Titled Safe Houses, it’s a set that cuts laser beam-like to the heart of the tradition and has layers of meaning embedded within.
“Faced with this collection of AI-generated music, it was unclear whether some tunes were AI-generated or traditional music,” Monaghan says. “One of the things I used to help me pick what tunes to include on the album was that I’d ask others to listen. I noticed that the musicians felt a threat when they heard these. Which is not that surprising, really. If you’re a traditional music composer and you make three pieces in a year, and the computer has spat out 1,000 in five minutes, it’s understandable that you’re going to shudder.”
But there’s a long history of concern for the “safety” of the tradition, which Monaghan wanted to explore too.
“I was struck by the sense of unease, but it also ties into the protection of the tradition,” she says. This is something that’s been going on for years. You hear it all the time: `The tradition is in good hands.’ We’re quite nervous that our tradition will be attacked or lost, and that’s because historically that was the case. There have been attempts to stamp it out in the past, but that hasn’t been the case for a long time. The tradition by definition renews in different ways; the bodhrán is not an old instrument, and the oldest instruments aren’t necessarily instruments that are played today, so I think this is another step in our relationship with what the tradition is, what it can do and what its potential is.

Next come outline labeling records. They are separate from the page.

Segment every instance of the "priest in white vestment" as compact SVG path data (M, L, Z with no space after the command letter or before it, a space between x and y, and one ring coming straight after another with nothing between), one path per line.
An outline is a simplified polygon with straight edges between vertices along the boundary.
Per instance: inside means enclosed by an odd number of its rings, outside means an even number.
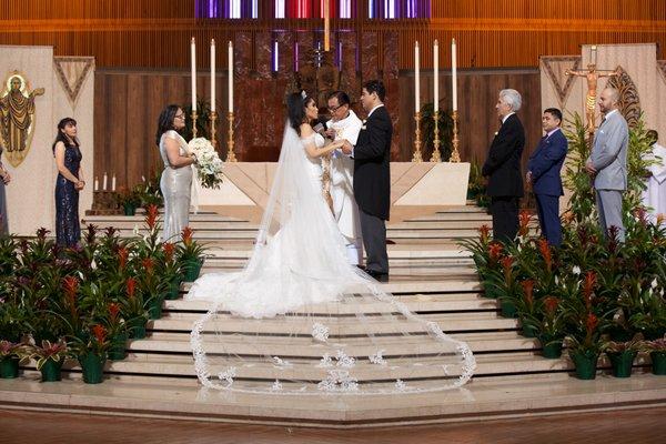
M647 206L654 222L657 214L666 214L666 148L657 143L659 134L655 130L649 130L647 137L654 141L649 159L655 163L647 169L650 175L647 189L643 192L643 204Z
M335 140L346 139L355 145L363 123L350 109L349 95L342 91L333 92L329 97L329 111L331 120L326 122L326 134ZM331 198L337 226L346 239L350 263L361 265L363 240L359 208L354 200L354 160L339 150L334 151L331 159Z

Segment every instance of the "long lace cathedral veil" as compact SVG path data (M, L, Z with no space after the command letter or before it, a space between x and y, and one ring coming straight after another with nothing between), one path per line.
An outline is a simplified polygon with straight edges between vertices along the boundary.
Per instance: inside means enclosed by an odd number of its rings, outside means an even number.
M465 384L475 369L467 344L349 264L309 162L287 124L252 258L241 272L204 274L188 294L211 303L191 334L201 383L303 395Z

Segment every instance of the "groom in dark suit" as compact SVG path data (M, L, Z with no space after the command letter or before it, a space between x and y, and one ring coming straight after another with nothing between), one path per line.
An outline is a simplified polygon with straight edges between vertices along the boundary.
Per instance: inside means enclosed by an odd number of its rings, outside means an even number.
M488 149L482 174L488 178L493 238L511 242L518 232L518 201L523 196L521 155L525 148L525 130L516 112L522 98L516 90L502 90L495 109L502 122Z
M389 279L386 224L391 206L391 137L393 123L384 107L386 90L379 80L363 85L361 103L367 111L356 145L342 151L354 159L354 198L360 210L365 271L379 281Z
M568 142L562 133L562 111L548 108L542 115L542 127L546 135L542 138L527 163L527 183L536 196L536 211L542 235L554 246L562 244L562 221L559 220L559 196L562 188L562 164L566 158Z

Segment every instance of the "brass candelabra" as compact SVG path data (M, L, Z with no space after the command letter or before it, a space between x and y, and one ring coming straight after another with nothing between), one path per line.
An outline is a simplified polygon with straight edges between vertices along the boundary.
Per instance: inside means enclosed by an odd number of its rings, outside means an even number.
M226 140L229 150L226 151L226 161L236 162L236 158L233 152L233 111L230 111L226 114L226 119L229 120L229 139Z
M215 135L215 122L218 121L218 111L211 111L211 143L213 148L218 147L218 137Z
M198 119L198 114L196 114L196 110L192 110L192 139L196 139L196 119Z
M431 155L431 162L442 162L442 155L440 154L440 110L433 114L435 121L435 138L433 140L433 155Z
M453 110L451 113L453 118L453 150L451 151L450 162L458 163L461 161L461 153L458 152L458 138L457 138L457 110Z
M423 162L423 157L421 155L421 111L414 113L414 120L416 121L416 130L414 134L414 157L412 158L412 162Z

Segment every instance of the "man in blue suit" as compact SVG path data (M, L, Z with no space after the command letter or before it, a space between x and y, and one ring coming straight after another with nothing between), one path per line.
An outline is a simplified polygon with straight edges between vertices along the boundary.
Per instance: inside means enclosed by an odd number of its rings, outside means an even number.
M562 189L562 164L566 158L568 142L559 125L562 111L548 108L542 117L546 133L538 142L527 163L527 183L536 196L536 210L542 235L554 246L562 244L562 222L559 220L559 196Z

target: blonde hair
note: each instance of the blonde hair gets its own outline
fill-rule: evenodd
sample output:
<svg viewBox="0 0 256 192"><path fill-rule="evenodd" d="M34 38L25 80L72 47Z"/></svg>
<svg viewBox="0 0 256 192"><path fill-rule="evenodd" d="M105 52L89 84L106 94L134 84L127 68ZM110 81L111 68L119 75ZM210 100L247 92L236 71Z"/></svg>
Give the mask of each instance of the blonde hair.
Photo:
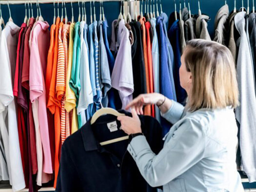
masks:
<svg viewBox="0 0 256 192"><path fill-rule="evenodd" d="M191 40L184 52L187 70L191 72L192 87L186 108L216 109L239 104L235 62L226 47L213 41Z"/></svg>

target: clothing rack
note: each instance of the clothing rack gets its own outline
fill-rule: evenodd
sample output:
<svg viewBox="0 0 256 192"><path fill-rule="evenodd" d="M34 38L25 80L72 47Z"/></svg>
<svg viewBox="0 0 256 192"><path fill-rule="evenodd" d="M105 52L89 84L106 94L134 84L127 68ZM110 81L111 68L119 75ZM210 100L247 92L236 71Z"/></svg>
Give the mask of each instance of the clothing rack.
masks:
<svg viewBox="0 0 256 192"><path fill-rule="evenodd" d="M128 0L103 0L104 2L113 2L113 1L128 1ZM138 1L140 1L140 0L137 0ZM65 2L65 3L71 3L71 2L72 3L77 3L78 2L79 2L80 3L82 2L83 1L82 0L80 0L78 1L77 0L64 0L64 1L62 1L62 0L59 0L59 3L61 4L62 2ZM90 2L91 1L92 3L93 1L94 2L100 2L100 1L101 1L101 0L84 0L83 1L84 2ZM135 0L131 0L129 1L130 2L132 1L135 1ZM37 2L38 2L39 4L46 4L46 3L53 3L54 2L55 3L57 4L58 2L58 0L55 0L55 1L54 1L53 0L38 0L37 1L36 0L31 0L30 1L30 0L9 0L9 1L8 0L0 0L0 3L2 4L7 4L8 3L9 4L24 4L26 3L30 3L30 2L32 2L32 3L36 3Z"/></svg>

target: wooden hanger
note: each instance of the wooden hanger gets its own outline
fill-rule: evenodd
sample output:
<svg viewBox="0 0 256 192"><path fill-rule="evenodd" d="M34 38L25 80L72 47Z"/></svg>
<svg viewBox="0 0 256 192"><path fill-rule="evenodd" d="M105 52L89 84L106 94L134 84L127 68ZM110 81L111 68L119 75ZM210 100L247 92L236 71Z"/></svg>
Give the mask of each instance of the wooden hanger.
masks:
<svg viewBox="0 0 256 192"><path fill-rule="evenodd" d="M116 116L125 116L125 114L119 113L116 110L112 108L108 107L102 108L96 111L93 114L93 115L92 116L91 120L91 124L92 125L100 117L104 115L112 115ZM101 142L100 143L100 144L101 146L106 145L108 144L126 140L128 139L129 138L129 136L127 135Z"/></svg>
<svg viewBox="0 0 256 192"><path fill-rule="evenodd" d="M4 26L4 28L5 26L5 25L4 24L4 19L2 17L2 11L1 10L1 2L0 1L0 26L1 26L3 25Z"/></svg>

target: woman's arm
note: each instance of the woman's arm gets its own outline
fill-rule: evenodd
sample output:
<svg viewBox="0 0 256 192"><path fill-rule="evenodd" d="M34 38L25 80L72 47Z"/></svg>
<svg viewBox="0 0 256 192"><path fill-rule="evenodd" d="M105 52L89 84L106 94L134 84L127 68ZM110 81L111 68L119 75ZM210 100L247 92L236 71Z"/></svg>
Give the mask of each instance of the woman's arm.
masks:
<svg viewBox="0 0 256 192"><path fill-rule="evenodd" d="M132 139L127 149L147 182L157 187L170 182L202 159L205 139L199 122L187 118L170 139L167 138L158 155L152 151L143 136Z"/></svg>

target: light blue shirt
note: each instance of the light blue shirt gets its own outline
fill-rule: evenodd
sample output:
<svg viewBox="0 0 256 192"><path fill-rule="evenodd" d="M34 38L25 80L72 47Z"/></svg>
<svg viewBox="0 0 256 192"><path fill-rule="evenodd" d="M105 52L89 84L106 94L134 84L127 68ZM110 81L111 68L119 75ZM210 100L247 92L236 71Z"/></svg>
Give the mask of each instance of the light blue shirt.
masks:
<svg viewBox="0 0 256 192"><path fill-rule="evenodd" d="M162 116L173 125L157 155L146 137L133 138L127 150L152 187L164 192L243 191L236 170L236 126L233 109L202 108L186 112L173 101Z"/></svg>
<svg viewBox="0 0 256 192"><path fill-rule="evenodd" d="M101 103L103 107L107 107L108 99L107 93L111 88L111 77L108 55L107 54L102 32L103 21L98 22L98 31L100 36L99 43L99 69L100 87L102 93Z"/></svg>
<svg viewBox="0 0 256 192"><path fill-rule="evenodd" d="M175 85L173 79L173 65L174 65L174 55L172 47L169 38L167 35L167 30L166 28L166 23L168 21L168 17L166 13L162 13L160 15L160 17L163 18L163 26L164 27L164 31L166 38L166 46L167 49L167 54L168 57L168 67L169 68L169 73L170 74L171 83L172 84L172 94L173 98L175 101L177 100L176 96L176 92L175 90Z"/></svg>
<svg viewBox="0 0 256 192"><path fill-rule="evenodd" d="M153 68L153 77L154 82L155 92L160 92L159 81L159 49L158 46L158 38L156 33L156 19L152 18L150 20L151 26L153 28L154 35L152 41L152 64ZM158 108L155 108L156 118L160 122L160 110Z"/></svg>

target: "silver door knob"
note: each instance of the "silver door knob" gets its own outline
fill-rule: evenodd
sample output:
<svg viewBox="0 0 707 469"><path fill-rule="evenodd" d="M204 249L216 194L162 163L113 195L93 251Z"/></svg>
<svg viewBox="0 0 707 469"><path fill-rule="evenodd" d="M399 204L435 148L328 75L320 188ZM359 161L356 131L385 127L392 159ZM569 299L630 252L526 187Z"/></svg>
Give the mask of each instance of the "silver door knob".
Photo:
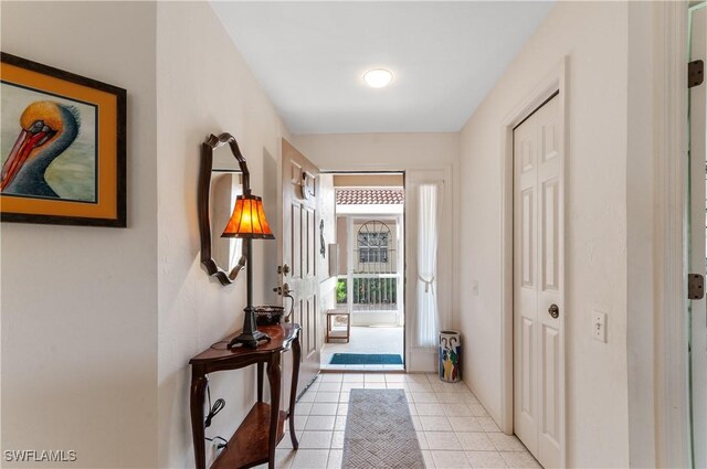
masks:
<svg viewBox="0 0 707 469"><path fill-rule="evenodd" d="M286 297L287 295L292 294L294 290L289 288L288 284L283 284L282 287L273 288L273 291L275 291L277 295L282 295L283 297Z"/></svg>

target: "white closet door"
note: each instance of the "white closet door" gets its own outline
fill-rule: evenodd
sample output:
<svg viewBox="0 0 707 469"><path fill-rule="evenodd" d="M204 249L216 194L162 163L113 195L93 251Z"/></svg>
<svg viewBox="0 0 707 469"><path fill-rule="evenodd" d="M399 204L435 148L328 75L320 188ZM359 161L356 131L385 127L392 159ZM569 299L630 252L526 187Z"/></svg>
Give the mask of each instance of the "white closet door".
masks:
<svg viewBox="0 0 707 469"><path fill-rule="evenodd" d="M514 130L514 428L540 463L560 466L562 166L559 99Z"/></svg>

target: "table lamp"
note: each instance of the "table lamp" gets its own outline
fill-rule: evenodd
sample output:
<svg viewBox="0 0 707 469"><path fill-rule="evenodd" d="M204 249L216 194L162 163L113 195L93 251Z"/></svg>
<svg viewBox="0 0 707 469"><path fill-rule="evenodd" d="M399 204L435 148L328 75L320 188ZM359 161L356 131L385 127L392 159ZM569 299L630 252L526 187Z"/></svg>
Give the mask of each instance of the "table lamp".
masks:
<svg viewBox="0 0 707 469"><path fill-rule="evenodd" d="M234 153L236 152L234 151ZM270 341L270 335L258 331L255 324L252 275L253 253L251 243L253 239L275 239L275 235L273 235L273 232L267 224L267 220L265 220L263 199L251 193L247 166L245 164L245 158L240 154L240 151L236 153L236 159L239 160L241 171L243 173L243 195L239 195L235 199L233 214L231 215L221 237L240 237L243 239L243 247L245 248L245 278L247 287L246 306L243 310L245 312L243 332L229 343L229 348L243 344L251 349L255 349L257 348L258 341Z"/></svg>

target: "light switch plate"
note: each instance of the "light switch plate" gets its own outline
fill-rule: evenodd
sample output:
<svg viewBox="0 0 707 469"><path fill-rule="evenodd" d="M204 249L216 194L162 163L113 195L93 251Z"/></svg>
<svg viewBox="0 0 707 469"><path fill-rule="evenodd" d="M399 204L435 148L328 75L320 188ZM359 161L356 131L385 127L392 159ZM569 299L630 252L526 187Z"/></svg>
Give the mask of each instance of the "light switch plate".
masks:
<svg viewBox="0 0 707 469"><path fill-rule="evenodd" d="M606 313L592 311L592 337L599 342L606 343Z"/></svg>

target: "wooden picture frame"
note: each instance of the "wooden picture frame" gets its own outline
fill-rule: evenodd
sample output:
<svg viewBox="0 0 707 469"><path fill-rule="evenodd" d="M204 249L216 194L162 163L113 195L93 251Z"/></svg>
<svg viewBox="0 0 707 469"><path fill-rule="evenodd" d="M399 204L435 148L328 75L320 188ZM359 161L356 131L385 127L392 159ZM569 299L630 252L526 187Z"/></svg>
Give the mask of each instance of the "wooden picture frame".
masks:
<svg viewBox="0 0 707 469"><path fill-rule="evenodd" d="M0 220L126 227L126 90L0 53Z"/></svg>

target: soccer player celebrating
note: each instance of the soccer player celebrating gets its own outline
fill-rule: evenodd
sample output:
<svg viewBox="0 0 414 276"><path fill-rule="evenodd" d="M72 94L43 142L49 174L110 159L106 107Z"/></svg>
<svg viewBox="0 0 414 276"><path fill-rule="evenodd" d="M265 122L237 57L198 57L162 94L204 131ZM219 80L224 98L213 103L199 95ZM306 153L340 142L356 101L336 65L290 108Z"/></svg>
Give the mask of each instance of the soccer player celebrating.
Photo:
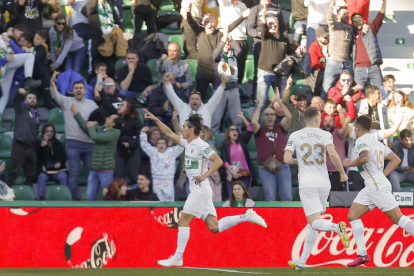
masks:
<svg viewBox="0 0 414 276"><path fill-rule="evenodd" d="M401 160L388 147L372 137L370 134L371 125L372 121L368 116L357 118L355 123L357 140L354 151L357 152L358 158L352 161L349 159L343 161L344 167L358 166L365 182L365 188L358 193L348 213L358 248L358 256L348 264L349 267L370 261L365 248L364 225L360 218L375 207L384 212L393 223L414 236L414 222L401 213L398 203L391 193L391 183L386 178L398 167ZM384 159L390 161L385 169Z"/></svg>
<svg viewBox="0 0 414 276"><path fill-rule="evenodd" d="M194 217L202 217L208 229L213 233L222 232L240 222L247 221L267 227L264 219L252 209L248 209L245 215L229 216L222 218L220 221L217 220L208 177L223 165L223 161L209 144L199 137L203 126L203 119L198 114L191 115L184 123L181 129L183 136L181 137L164 125L153 114L147 110L145 112L146 119L155 121L162 133L185 148L185 167L187 177L190 180L190 195L178 220L177 250L169 259L158 261L159 265L165 267L183 265L183 254L190 236L190 222ZM207 167L208 160L213 161L210 169Z"/></svg>
<svg viewBox="0 0 414 276"><path fill-rule="evenodd" d="M298 260L288 262L299 272L303 270L309 258L318 238L318 231L338 233L344 247L349 247L345 222L336 224L321 219L321 214L326 210L326 201L331 190L328 168L326 167L326 151L340 172L341 182L345 182L348 176L335 150L332 134L320 129L321 113L316 107L310 107L304 112L304 117L306 127L290 135L284 155L286 164L299 165L299 195L308 221L308 232L302 255ZM293 158L295 152L297 159Z"/></svg>

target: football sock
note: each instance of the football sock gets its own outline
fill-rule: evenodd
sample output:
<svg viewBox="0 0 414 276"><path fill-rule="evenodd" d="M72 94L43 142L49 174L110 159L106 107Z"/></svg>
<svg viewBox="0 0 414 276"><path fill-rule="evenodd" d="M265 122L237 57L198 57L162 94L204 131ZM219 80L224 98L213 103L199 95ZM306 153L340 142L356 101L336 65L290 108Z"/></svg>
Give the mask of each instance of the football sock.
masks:
<svg viewBox="0 0 414 276"><path fill-rule="evenodd" d="M362 221L360 219L351 221L351 228L357 244L358 255L367 255L367 249L365 248L364 225L362 224Z"/></svg>
<svg viewBox="0 0 414 276"><path fill-rule="evenodd" d="M414 236L414 222L410 218L402 216L398 221L398 226L404 228L411 236Z"/></svg>
<svg viewBox="0 0 414 276"><path fill-rule="evenodd" d="M312 223L312 228L315 231L334 231L339 233L338 224L326 219L317 219Z"/></svg>
<svg viewBox="0 0 414 276"><path fill-rule="evenodd" d="M246 221L249 221L246 215L224 217L219 220L219 232L223 232L224 230L227 230L240 222Z"/></svg>
<svg viewBox="0 0 414 276"><path fill-rule="evenodd" d="M313 230L312 226L308 224L308 233L306 233L302 255L300 255L298 263L306 264L306 261L308 260L309 255L317 239L318 239L318 231Z"/></svg>
<svg viewBox="0 0 414 276"><path fill-rule="evenodd" d="M174 258L181 260L183 258L185 246L190 238L190 227L178 227L177 251L175 251Z"/></svg>

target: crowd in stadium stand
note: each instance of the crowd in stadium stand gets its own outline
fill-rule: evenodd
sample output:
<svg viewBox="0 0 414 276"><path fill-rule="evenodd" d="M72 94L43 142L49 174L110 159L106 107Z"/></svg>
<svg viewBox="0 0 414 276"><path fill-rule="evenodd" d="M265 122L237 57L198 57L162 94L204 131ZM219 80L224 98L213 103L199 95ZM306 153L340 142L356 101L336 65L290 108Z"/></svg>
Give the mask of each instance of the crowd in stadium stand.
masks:
<svg viewBox="0 0 414 276"><path fill-rule="evenodd" d="M253 206L249 191L258 185L266 201L292 201L298 169L283 163L283 150L312 106L342 160L353 154L352 122L370 116L375 137L402 160L389 176L393 191L414 185L411 89L395 88L380 69L386 0L375 18L369 0L178 0L177 12L161 16L166 2L3 0L0 113L14 109L3 182L13 187L23 169L38 199L54 182L77 200L84 174L86 200L179 199L175 191L188 186L183 148L144 120L146 108L178 134L191 114L203 117L201 138L224 162L210 177L214 201ZM293 24L279 2L291 4ZM182 31L183 41L165 47L162 28ZM63 112L65 141L56 125L41 125L40 99ZM273 157L276 173L266 166ZM363 188L358 168L342 183L329 156L326 164L333 191Z"/></svg>

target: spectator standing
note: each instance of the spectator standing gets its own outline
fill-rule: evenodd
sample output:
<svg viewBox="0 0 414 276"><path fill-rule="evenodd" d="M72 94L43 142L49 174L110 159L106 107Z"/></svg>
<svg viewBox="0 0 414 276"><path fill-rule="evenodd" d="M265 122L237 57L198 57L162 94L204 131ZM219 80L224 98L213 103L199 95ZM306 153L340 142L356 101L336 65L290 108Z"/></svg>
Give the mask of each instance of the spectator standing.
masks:
<svg viewBox="0 0 414 276"><path fill-rule="evenodd" d="M40 114L37 106L37 97L34 93L28 93L24 102L21 101L24 89L18 89L13 96L13 107L16 116L14 125L14 137L11 151L11 172L9 186L13 186L20 169L23 167L25 185L33 185L36 178L37 154L40 145L45 141L38 135Z"/></svg>
<svg viewBox="0 0 414 276"><path fill-rule="evenodd" d="M327 12L329 26L329 57L326 60L323 79L322 95L329 89L343 71L349 72L349 52L352 42L353 29L348 24L349 14L346 7L340 7L337 14L333 14L335 0L331 0ZM323 96L322 96L323 98Z"/></svg>
<svg viewBox="0 0 414 276"><path fill-rule="evenodd" d="M220 8L220 24L223 27L229 26L235 20L243 15L247 10L245 3L239 0L218 0ZM241 52L237 58L238 82L241 83L244 77L247 54L249 53L249 45L247 44L247 20L243 20L233 31L229 33L231 37L241 48Z"/></svg>
<svg viewBox="0 0 414 276"><path fill-rule="evenodd" d="M83 81L74 83L74 97L66 97L60 94L55 85L56 76L58 74L59 73L55 71L50 79L50 92L56 103L63 108L69 172L68 186L72 192L72 198L75 200L80 162L83 162L86 175L89 176L94 142L88 134L80 128L70 109L72 104L74 104L82 118L87 120L89 115L97 109L98 106L94 101L85 99L86 90Z"/></svg>
<svg viewBox="0 0 414 276"><path fill-rule="evenodd" d="M68 185L66 151L62 142L56 138L55 126L45 124L42 127L42 138L46 143L42 143L38 154L41 172L37 177L37 195L41 200L45 198L47 181L53 180L60 185Z"/></svg>
<svg viewBox="0 0 414 276"><path fill-rule="evenodd" d="M148 171L138 175L138 188L128 190L126 198L129 201L159 201L157 195L151 189L151 174Z"/></svg>
<svg viewBox="0 0 414 276"><path fill-rule="evenodd" d="M390 176L393 192L401 192L401 182L414 183L414 147L411 130L404 129L400 133L400 143L394 143L391 150L401 159L400 165Z"/></svg>
<svg viewBox="0 0 414 276"><path fill-rule="evenodd" d="M347 137L348 123L350 121L350 118L347 118L342 128L337 128L335 126L334 117L330 115L325 116L322 121L322 129L332 134L336 152L338 153L341 160L345 159L345 141ZM346 182L341 182L340 172L332 163L332 160L329 156L326 157L326 166L328 167L329 180L331 181L332 185L331 191L344 191L346 188Z"/></svg>
<svg viewBox="0 0 414 276"><path fill-rule="evenodd" d="M403 131L404 129L414 131L414 106L403 91L397 90L393 93L391 103L388 106L387 116L390 126L393 126L399 121L399 113L401 111L405 116L400 127L393 134L394 140L399 138L400 131Z"/></svg>
<svg viewBox="0 0 414 276"><path fill-rule="evenodd" d="M198 114L203 118L204 125L210 128L213 113L221 101L227 81L228 78L222 75L221 85L206 104L203 104L200 92L192 93L188 104L183 102L174 92L172 85L169 82L165 82L164 86L168 100L180 112L180 126L182 127L191 115Z"/></svg>
<svg viewBox="0 0 414 276"><path fill-rule="evenodd" d="M268 17L268 10L265 6L262 16L261 28L261 51L257 70L257 95L261 95L263 102L268 100L270 86L276 90L284 91L286 77L276 76L273 69L286 57L293 55L289 40L279 31L279 21L277 17Z"/></svg>
<svg viewBox="0 0 414 276"><path fill-rule="evenodd" d="M47 0L18 0L17 23L22 23L32 34L43 28L42 11Z"/></svg>
<svg viewBox="0 0 414 276"><path fill-rule="evenodd" d="M111 115L105 120L105 125L98 126L97 122L86 122L82 114L72 104L70 110L75 115L79 126L88 133L95 147L92 153L91 171L88 176L86 200L96 200L99 187L107 188L113 180L115 169L115 152L122 122L118 115Z"/></svg>
<svg viewBox="0 0 414 276"><path fill-rule="evenodd" d="M255 202L250 198L244 183L240 180L234 181L231 197L221 207L254 207Z"/></svg>
<svg viewBox="0 0 414 276"><path fill-rule="evenodd" d="M124 178L125 167L128 164L130 183L137 183L137 177L141 168L141 154L139 149L139 134L142 129L139 114L133 101L122 101L118 108L118 114L122 117L121 135L115 155L115 178Z"/></svg>
<svg viewBox="0 0 414 276"><path fill-rule="evenodd" d="M55 26L49 30L50 53L52 64L50 70L57 70L65 63L65 70L81 73L86 58L86 49L83 39L67 23L66 17L59 14L55 19Z"/></svg>
<svg viewBox="0 0 414 276"><path fill-rule="evenodd" d="M191 78L190 66L187 62L180 59L180 45L177 42L173 41L168 44L167 49L168 56L166 54L163 54L157 64L158 75L164 76L166 72L173 73L177 87L189 91L193 85L193 80ZM161 78L162 77L160 77L160 79ZM151 110L150 112L153 113Z"/></svg>
<svg viewBox="0 0 414 276"><path fill-rule="evenodd" d="M223 97L213 113L211 131L215 134L220 132L221 121L226 114L226 110L229 111L232 124L237 127L242 126L242 121L237 116L237 113L241 112L237 66L237 57L241 54L241 48L234 40L228 40L227 32L222 39L223 41L213 52L215 74L213 88L217 90L219 87L221 75L225 75L229 81L224 89Z"/></svg>
<svg viewBox="0 0 414 276"><path fill-rule="evenodd" d="M257 147L257 163L260 165L259 176L260 179L262 179L266 201L275 201L276 191L279 193L280 200L292 201L292 174L289 165L283 164L276 175L267 171L263 166L266 160L271 156L275 156L279 162L283 162L283 150L286 146L288 137L287 131L289 130L292 121L292 115L289 112L289 109L283 104L278 96L279 95L276 95L277 101L285 113L285 117L282 121L275 124L275 111L271 108L266 108L263 114L264 124L259 124L263 99L258 96L258 105L253 113L252 127Z"/></svg>
<svg viewBox="0 0 414 276"><path fill-rule="evenodd" d="M88 18L86 18L81 10L88 3L87 0L63 0L62 3L65 6L70 7L70 24L83 40L88 40L89 24Z"/></svg>
<svg viewBox="0 0 414 276"><path fill-rule="evenodd" d="M306 48L309 50L313 42L316 40L316 30L320 27L328 28L326 12L331 0L305 0L304 6L308 8L308 24L306 30ZM309 50L310 51L310 50ZM311 74L310 53L306 53L303 60L303 72L306 75Z"/></svg>
<svg viewBox="0 0 414 276"><path fill-rule="evenodd" d="M244 187L248 187L247 189L257 185L256 172L250 158L249 149L247 148L253 129L249 121L244 117L243 112L239 112L237 115L243 120L246 130L240 133L237 126L231 125L226 130L224 134L225 140L220 147L220 157L227 170L226 191L228 197L232 195L233 181L241 181L244 183Z"/></svg>
<svg viewBox="0 0 414 276"><path fill-rule="evenodd" d="M386 5L387 0L382 0L381 10L369 25L363 22L360 13L352 14L352 25L355 32L352 44L355 81L362 85L364 89L368 81L371 85L381 86L380 65L382 64L382 55L377 34L385 17Z"/></svg>
<svg viewBox="0 0 414 276"><path fill-rule="evenodd" d="M151 160L151 174L154 193L159 200L173 202L175 198L174 175L177 157L184 151L181 146L168 147L167 139L159 138L157 147L147 141L148 127L141 129L139 136L142 150Z"/></svg>
<svg viewBox="0 0 414 276"><path fill-rule="evenodd" d="M154 88L151 70L146 64L138 63L138 52L134 49L128 50L125 61L127 64L117 72L121 94L135 99L137 94L142 92L141 96L147 97Z"/></svg>

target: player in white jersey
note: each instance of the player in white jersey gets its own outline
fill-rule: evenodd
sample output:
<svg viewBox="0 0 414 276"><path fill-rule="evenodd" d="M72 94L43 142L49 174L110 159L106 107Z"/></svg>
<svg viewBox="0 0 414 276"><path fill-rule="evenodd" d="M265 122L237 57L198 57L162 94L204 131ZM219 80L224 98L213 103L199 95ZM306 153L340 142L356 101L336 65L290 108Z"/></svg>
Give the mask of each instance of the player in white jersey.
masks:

“I’m sitting in this place between love for the tradition and interest in new things. But I’m acknowledging that the use of computers can be worrying for some. So Safe Houses was a reference to that unease.”
Monaghan has an intimate knowledge of the depth and richness of the relationship between a musician and their instrument. It’s at the heart of this collection, anchored by the ties that bind piper to pipes, the “big” instrument of our tradition.
“I remember I was abroad once,” she says, “and there was a danger to the harp because of the climate, and I physically felt worried about the harp. That was the first time that I realised a relationship with an instrument could be that strong. With the piper, I chose this instrument to unpack that idea a bit more. The pipes have a reputation and a status in traditional music and I know many pipers. Not everyone is the archetypal piper. But there was always this ritual that a piper would have to go through when they would join a session. They have to assemble the instrument, check all the parts are working so what you get is an audio symphony before they’ve even started: all of this richness of sound that comes from the pipes. Immediately, that’s a very beautiful thing, so I wanted to foreground that noise and to bring us through every single part of the sound of the pipes.
“And if you put mics in the tubes as they’re being played, you get access to the air movement in a way that you don’t get if you’re not a piper or if your ear isn’t right on the leather.”
Aonaracht is the start of a whole new series of conversations about traditional music, sparked by a woman whose curiosity is the engine driving her many endeavours.
“I do four things intensely,” Monaghan offers by way of reflection. “I write music, I perform music, I think about it in the academic work and I work as a sound engineer. For whatever reason, it works for me to do all of those things to the best of my ability. Having the background in physics did two things for me: it honed my technical skills and my ability to think about things in a very analytical way.”